Wendy Tremayne was a creative director in a marketing firm in New York City before moving to Truth or Consequences, New Mexico, where she built an off-the-grid oasis in a barren RV park with her partner, Mikey Sklar. She is the founder of the textile repurposing event Swap-O-Rama-Rama, which has spread all over the world; a conceptual artist; a yogi; a gardener; and a writer. She has written for Craft's webzine and Make magazine and, with Mikey Sklar, keeps the blog Holy Scrap.

Dale Dougherty is the founder, editor, and publisher of Make magazine.

Christopher Bamford is the author of An Endless Trace: The Passionate Pursuit of Wisdom in the West.

Brad Lancaster is the author of Rainwater Harvesting for Drylands and Beyond.

Sandor Ellix Katz is the author of The Art of Fermentation.

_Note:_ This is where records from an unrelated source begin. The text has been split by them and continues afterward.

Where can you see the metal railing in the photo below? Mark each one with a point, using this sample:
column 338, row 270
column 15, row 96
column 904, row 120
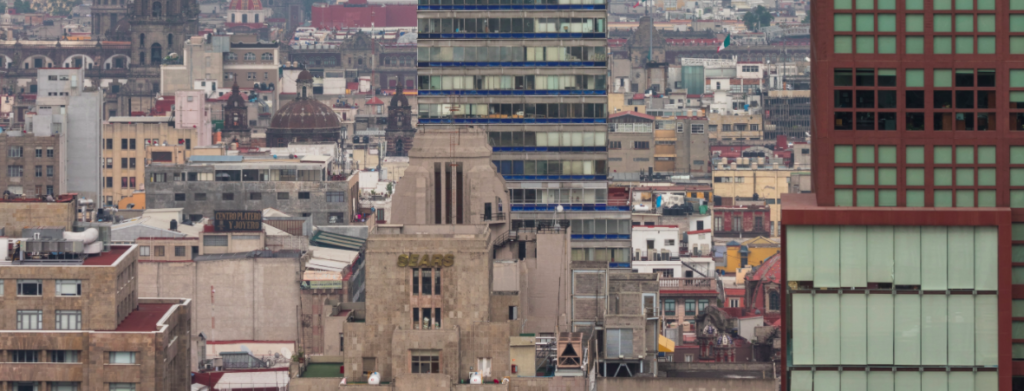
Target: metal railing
column 686, row 284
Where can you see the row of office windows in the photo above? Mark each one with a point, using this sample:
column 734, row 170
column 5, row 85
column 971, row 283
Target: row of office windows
column 513, row 53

Alyce Santoro is a conceptual and sound artist and a member of the multimedia collective known as the Center for the Improbable and (Im)Permacultural Research.

Pir Zia Inayat-Kahn is the spiritual leader of the Sufi Order International.

The Reverend Billy, of the Church of Stop Shopping, is the author of The End of the World.

Doug Rushkoff is a media theorist and the author of many books, including Life, Inc. and Present Shock.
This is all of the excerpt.